Modules
module	variables_mpi
	Variables associated with domain partitioning context.

Variables
integer	variables_mpi::rank = 0
	Rank for the current local domain (associated to an MPI process).

type(mpi_comm)	variables_mpi::mpi_comm_notus
	Notus MPI communicator (Cartesian aware). This variable is initialized to mpi_comm_world in the early stage of Notus initialization?

Numbers of local domains.
Total number of local domains.
integer	variables_mpi::n_mpi_proc = 1

integer	variables_mpi::n_mpi_proc_x = 1
	Number of local domains along the x-axis.

integer	variables_mpi::n_mpi_proc_y = 1
	Number of local domains along the y-axis.
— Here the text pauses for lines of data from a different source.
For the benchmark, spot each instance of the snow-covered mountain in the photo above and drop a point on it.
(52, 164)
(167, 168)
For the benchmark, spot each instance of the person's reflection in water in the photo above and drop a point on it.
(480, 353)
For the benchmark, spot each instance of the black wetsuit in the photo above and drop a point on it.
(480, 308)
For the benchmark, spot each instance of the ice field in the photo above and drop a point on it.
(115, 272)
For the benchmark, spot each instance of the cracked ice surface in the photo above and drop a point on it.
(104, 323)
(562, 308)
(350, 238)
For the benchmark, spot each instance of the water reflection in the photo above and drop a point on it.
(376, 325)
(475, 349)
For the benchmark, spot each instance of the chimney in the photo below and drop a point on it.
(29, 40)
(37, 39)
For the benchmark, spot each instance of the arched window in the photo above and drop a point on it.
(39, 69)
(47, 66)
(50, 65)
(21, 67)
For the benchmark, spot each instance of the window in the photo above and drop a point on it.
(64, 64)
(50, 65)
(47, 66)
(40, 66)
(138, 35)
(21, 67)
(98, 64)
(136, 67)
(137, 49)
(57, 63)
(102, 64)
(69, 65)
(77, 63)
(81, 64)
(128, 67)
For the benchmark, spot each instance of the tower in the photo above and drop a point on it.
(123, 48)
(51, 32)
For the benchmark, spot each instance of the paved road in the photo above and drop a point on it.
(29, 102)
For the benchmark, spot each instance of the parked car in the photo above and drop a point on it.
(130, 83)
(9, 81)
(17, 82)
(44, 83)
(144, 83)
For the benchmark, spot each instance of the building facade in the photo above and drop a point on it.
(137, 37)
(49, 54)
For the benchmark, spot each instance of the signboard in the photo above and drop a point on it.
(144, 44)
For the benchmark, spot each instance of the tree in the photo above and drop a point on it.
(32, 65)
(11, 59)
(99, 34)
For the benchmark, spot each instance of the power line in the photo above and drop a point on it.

integer	variables_mpi::n_mpi_proc_z = 1
	Number of local domains along the z-axis.

integer, dimension(:), allocatable	variables_mpi::proc_direction
	Values `n_mpi_proc_x, n_mpi_proc_y, n_mpi_proc_z` stored in an array.

integer, dimension(:), allocatable	variables_mpi::proc_coordinate
	Coordinates of the current local domain in the Cartesian processor grid.

logical	variables_mpi::is_repartitioning = .false.
	Will the domain be repartitioned?

logical	variables_mpi::is_repartitioning_achieved = .false.
	Has the repartitioning process been already achieved?

logical	variables_mpi::is_initial_step_repartitioning = .true.
	Is it the initial step in the repartitioning process? If so, stop the calculation and print the required number of processors.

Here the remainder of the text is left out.